I don't know if this is helpful, but I have drawn the phase portrait of this system. Note that I have replaced, $$x_1$$ by $$x$$ and $$x_2$$ by $$y$$. If you have Maxima you can animate the graph so that you can find the phase portraits for different values of $$\gamma$$. Here I have included graphs for several values of $$\gamma$$.

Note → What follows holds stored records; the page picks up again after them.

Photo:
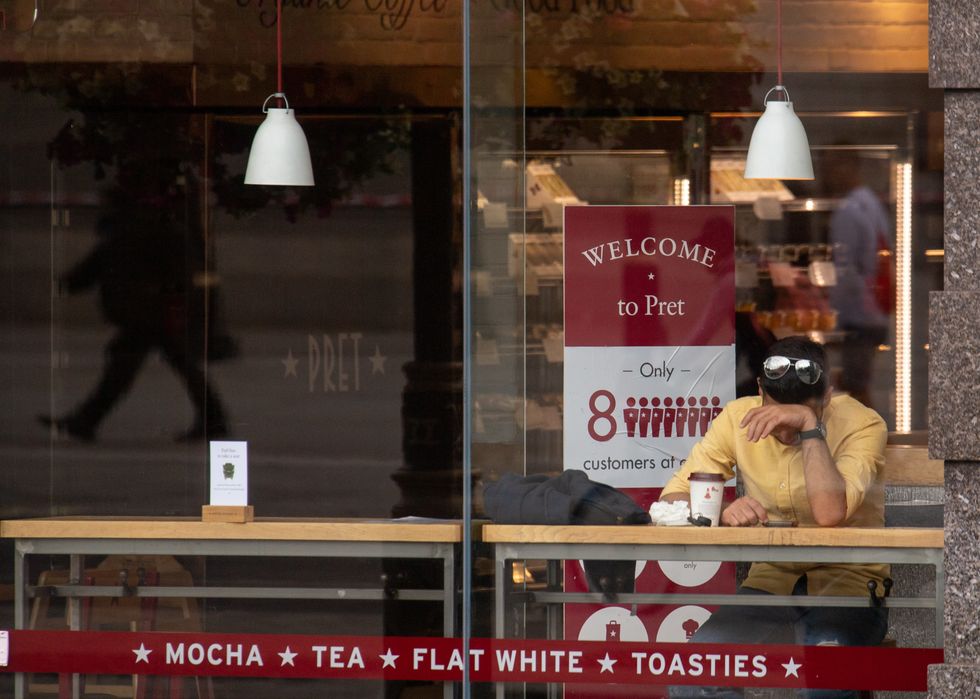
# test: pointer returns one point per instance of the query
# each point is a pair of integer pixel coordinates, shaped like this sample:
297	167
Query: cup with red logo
707	490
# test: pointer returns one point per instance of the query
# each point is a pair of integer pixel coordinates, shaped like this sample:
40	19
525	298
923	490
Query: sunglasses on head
807	370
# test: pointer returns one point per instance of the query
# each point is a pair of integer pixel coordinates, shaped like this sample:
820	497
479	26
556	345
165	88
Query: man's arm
825	488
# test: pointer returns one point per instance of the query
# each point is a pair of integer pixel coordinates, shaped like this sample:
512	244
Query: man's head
784	378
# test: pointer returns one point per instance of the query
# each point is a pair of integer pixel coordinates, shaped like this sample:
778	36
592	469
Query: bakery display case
790	264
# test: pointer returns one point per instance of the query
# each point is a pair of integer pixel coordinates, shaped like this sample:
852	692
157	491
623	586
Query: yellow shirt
772	473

$x'=y\mbox{ and }y'=x-x^3-\gamma y$

Code:
load("plotdf");

plotdf([y,x-x^3-a*y],[x,-5,5],[y,-5,5],[sliders,"a=-10:10"]);

$$\mathbf{\underline{\mbox{When }\gamma=0}}$$

$$\mathbf{\underline{\mbox{When }\gamma=2}}$$

$$\mathbf{\underline{\mbox{When }\gamma=-2}}$$

I have the phase portraits too but I don't know how to find the attractor basin still.

#### dwsmith

##### Well-known member
Change the ODE to a system of ODEs, we have
\begin{alignat}{3}
x_1' & = & x_2\\
x_2' & = & x_1 - x_1^3 + \gamma x_2
\end{alignat}
When $\gamma = 1$, how do I find the attraction basin?
Typo $-\gamma x_2$.

#### Sudharaka

##### Well-known member
MHB Math Helper
Typo $-\gamma x_2$.
Note that I have corrected that in post #3.

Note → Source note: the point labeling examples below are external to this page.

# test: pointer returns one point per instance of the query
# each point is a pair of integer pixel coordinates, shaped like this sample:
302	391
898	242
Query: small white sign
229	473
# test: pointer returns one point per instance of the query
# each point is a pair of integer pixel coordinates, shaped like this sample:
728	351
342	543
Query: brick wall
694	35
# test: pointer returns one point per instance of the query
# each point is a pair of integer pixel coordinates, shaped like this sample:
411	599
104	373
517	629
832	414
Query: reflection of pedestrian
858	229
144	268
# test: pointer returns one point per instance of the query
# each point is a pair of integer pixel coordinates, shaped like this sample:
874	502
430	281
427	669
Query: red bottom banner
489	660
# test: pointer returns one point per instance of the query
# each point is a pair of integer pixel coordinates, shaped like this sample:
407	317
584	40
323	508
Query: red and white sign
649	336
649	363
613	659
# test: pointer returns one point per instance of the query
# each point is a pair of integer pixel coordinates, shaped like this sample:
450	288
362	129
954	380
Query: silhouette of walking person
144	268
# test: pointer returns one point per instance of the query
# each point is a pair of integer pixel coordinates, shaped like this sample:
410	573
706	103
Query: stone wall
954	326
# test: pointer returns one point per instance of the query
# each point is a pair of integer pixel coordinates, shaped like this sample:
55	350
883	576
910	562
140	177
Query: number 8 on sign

I have the phase portraits too but I don't know how to find the attractor basin still.
Here is a figure that roughly depicts the attraction basins for the fixed points, $$(1,0)$$ and $$(-1,0)$$. The green region is the attractor basin of $$(-1,0)$$ and the red region is the attractor basin of $$(1,0)$$.

#### dwsmith

##### Well-known member
How do you find the attractor basin?

#### Sudharaka

##### Well-known member
MHB Math Helper
How do you find the attractor basin?
I am not sure whether I understand your question here. The basins of attraction for $$\gamma=1$$ are depicted in the figure in post #6.